Sunday, February 17, 2013

Hotel Pierre, New York

Hotel Pierre, New York - Schultze and Weaver,  Architects
 Lloyd Morgan, Renderer - 1928

Hotel Pierre, New York - Schultze and Weaver,  Architects
 Chester B. Price, Renderer - 1929
Hotel Pierre, New York - Schultze and Weaver,  Architects
 

Hotel Pierre, New York - Schultze and Weaver,  Architects 
   The Pierre is a luxury hotel located in Manhattan, facing Central Park, opened in 1930, as of 2013 it is owned by Taj Hotels Resorts and Palaces of India. The original 714-room Pierre that rose forty-two stories on the site of the Gerry mansion allows for unrestricted views of Central Park. The hotel was designed by the New York firm of Schultze and Weaver as a skyscraper that rises in a blond-brick shaft from a limestone-fronted Louis XVI base.
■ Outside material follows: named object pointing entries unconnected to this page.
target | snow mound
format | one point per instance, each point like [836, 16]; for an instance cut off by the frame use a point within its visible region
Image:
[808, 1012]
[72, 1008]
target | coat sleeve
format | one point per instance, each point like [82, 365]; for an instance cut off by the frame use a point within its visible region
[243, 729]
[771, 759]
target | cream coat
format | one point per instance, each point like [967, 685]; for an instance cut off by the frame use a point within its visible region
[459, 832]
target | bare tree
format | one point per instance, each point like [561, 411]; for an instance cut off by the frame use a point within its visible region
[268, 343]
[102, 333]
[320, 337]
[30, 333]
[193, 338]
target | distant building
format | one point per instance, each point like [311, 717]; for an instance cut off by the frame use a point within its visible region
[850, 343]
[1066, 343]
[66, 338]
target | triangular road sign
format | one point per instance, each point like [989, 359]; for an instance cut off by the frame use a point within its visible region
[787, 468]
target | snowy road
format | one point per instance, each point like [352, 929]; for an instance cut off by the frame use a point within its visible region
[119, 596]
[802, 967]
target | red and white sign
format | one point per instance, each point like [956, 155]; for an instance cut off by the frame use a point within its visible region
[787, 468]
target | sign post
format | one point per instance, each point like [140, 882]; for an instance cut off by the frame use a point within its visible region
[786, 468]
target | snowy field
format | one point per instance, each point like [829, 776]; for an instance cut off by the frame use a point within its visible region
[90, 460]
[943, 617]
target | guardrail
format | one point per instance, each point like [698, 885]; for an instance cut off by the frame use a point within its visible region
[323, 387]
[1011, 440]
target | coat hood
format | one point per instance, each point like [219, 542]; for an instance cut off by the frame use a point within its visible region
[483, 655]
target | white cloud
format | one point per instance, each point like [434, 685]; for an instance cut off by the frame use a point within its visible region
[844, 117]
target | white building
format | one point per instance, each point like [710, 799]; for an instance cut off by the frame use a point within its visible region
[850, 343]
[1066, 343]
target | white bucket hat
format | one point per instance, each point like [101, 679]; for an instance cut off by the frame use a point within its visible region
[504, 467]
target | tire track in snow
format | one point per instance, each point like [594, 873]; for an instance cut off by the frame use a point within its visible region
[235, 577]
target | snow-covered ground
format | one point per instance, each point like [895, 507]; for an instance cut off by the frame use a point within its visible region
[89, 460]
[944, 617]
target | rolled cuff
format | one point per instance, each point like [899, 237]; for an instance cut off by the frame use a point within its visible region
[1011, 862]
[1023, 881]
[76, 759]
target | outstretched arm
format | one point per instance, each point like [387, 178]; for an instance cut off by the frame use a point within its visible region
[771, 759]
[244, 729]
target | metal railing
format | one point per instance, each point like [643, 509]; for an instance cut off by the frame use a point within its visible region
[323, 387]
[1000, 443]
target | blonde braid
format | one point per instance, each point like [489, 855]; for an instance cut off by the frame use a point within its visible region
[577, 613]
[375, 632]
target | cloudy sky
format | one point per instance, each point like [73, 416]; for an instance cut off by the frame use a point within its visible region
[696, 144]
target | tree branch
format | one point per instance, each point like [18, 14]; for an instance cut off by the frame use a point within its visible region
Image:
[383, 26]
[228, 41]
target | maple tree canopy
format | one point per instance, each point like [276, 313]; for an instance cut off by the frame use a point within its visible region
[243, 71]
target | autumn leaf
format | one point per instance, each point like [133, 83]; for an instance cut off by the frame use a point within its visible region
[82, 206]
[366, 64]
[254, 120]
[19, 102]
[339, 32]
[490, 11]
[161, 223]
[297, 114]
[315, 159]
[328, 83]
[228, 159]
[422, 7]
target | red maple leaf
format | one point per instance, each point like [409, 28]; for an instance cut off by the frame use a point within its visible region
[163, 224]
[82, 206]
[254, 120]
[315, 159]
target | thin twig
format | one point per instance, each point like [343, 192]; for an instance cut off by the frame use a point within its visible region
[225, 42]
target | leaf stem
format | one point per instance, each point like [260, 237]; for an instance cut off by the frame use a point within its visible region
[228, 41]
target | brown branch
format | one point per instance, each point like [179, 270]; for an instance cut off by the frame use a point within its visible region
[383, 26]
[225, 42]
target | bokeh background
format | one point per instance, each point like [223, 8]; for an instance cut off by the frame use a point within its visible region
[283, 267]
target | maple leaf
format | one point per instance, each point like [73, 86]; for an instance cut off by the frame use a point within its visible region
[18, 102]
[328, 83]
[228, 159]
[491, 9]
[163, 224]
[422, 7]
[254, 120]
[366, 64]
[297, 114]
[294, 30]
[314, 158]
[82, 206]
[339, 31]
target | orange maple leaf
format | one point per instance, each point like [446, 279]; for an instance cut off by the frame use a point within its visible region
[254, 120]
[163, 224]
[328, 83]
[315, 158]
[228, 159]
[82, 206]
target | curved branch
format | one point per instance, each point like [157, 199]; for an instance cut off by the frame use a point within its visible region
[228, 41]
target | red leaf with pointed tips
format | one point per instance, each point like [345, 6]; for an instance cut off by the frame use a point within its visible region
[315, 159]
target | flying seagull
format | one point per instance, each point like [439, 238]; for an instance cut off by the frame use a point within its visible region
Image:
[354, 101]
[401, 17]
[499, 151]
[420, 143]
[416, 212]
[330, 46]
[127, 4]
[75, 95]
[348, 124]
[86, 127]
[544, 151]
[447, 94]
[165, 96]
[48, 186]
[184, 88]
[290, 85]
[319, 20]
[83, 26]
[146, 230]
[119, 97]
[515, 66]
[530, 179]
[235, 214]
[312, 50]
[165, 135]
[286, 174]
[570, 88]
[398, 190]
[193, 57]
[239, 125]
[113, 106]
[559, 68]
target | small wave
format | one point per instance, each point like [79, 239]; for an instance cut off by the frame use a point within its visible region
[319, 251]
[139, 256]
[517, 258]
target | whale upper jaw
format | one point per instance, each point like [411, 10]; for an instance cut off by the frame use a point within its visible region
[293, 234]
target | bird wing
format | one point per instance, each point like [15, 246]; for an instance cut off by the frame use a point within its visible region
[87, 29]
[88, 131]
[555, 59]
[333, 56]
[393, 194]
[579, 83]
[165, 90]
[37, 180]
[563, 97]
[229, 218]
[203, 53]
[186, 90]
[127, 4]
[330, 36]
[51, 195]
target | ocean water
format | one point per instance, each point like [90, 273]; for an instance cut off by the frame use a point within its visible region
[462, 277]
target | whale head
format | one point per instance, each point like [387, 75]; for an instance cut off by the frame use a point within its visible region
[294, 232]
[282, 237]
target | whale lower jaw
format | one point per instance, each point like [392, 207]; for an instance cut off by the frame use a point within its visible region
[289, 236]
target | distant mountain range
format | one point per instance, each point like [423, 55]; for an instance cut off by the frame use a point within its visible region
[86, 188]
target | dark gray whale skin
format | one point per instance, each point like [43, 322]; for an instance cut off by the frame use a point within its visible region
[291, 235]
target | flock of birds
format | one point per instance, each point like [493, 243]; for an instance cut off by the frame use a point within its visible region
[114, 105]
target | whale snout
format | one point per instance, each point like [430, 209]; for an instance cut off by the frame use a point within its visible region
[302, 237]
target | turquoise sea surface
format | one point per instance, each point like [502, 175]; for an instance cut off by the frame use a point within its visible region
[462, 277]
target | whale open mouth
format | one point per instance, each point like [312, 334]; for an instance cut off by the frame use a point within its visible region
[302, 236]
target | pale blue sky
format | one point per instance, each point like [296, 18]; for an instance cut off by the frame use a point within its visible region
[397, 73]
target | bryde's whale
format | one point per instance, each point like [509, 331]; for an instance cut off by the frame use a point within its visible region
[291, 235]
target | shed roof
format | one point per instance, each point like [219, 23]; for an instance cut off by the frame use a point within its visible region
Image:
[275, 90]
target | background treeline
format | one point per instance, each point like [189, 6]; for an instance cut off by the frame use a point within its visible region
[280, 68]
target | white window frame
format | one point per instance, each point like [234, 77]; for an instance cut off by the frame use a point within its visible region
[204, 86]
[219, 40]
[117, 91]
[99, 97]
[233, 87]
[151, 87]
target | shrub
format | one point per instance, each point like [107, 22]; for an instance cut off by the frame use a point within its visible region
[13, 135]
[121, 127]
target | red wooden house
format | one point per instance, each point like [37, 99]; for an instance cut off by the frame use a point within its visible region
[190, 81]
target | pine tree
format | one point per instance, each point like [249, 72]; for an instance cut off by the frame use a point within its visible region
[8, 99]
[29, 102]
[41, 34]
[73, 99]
  Its topmost floors render it an easily-recognizable landmark on the New York skyline; they are modeled after Mansart's Royal Chapel at Versailles, a system of Corinthian pilasters and arch-headed windows, with octagonal ends, under a tall, slanted, copper roof that is pierced with bronze-finished bull's-eye dormers. The Pierre went into bankruptcy in 1932, but was purchased by oilman J. Paul Getty in 1938 and subsequently sold many cooperative apartments in the building. In 2013, the hotel contains 189 guest accommodations, including forty suites, and thirteen grand suites. ***New York Times subscribers can read about the purchase HERE***


Detail of Ballroom Ceiling, Hotel Pierre, New York - Schultze and Weaver,  Architects

Make your reservations HERE. Additional photos and history  also to be found.  Watch a lecture from the Whitehall Lecture Series pertaining to the firm.  Book - Grand Hotels of the Jazz Age: The Architecture of Schultze and Weaver. Another review HERE.  MORE.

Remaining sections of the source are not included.